Those lexical variables can actually be used in any block, not merely in a subroutine's block. For example, they can be used in the block of an if, while, or foreach:
foreach (1..10) { my($square) = $_ * $_; # private variable in this loop print "$_ squared is $square.\n"; }
The variable $square is private to the enclosing block; in this case, that's the block of the foreach loop. If there's no block, the variable is private to the entire source file. For now, your programs aren't going to use more than one source file, so this isn't an issue. But the important concept is that the scope of a lexical variable's name is limited to the smallest enclosing block or file. The only code that can say $square and mean that variable is the code inside that textual scope. This is a big win for maintainability -- if the wrong value is found in $square, the culprit will be found within a limited amount of source code. As experienced programmers have learned (often the hard way), limiting the scope of a variable to a page of code, or even to a few lines of code, really speeds along the development and testing cycle.

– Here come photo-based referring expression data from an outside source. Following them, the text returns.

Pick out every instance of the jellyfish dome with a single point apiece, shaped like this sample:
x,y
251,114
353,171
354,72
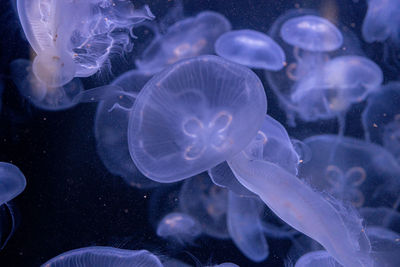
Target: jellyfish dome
x,y
194,115
104,257
311,33
252,49
187,38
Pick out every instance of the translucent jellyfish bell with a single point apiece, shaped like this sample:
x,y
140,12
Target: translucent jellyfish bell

Note also that the my operator doesn't change the context of an assignment:
my($num) = @_; # list context, same as ($num) = @_; my $num = @_; # scalar context, same as $num = @_;
In the first one, $num gets the first parameter, as a list-context assignment; in the second, it gets the number of parameters, in a scalar context. Either line of code could be what the programmer wanted; we can't tell from that one line alone, and so Perl can't warn you if you use the wrong one. (Of course, you wouldn't have both of those lines in the same subroutine, since you can't have two lexical variables with the same name declared in the same scope; this is just an example.) So, when reading code like this, you can always tell the context of the assignment by seeing what the context would be without the word my.
Of course, you can use my to create new, private arrays as well:[114]
[114]Or hashes, which we'll see in the next chapter.
my @phone_number;
Any new variable will start out empty -- undef for scalars, or the empty list for arrays.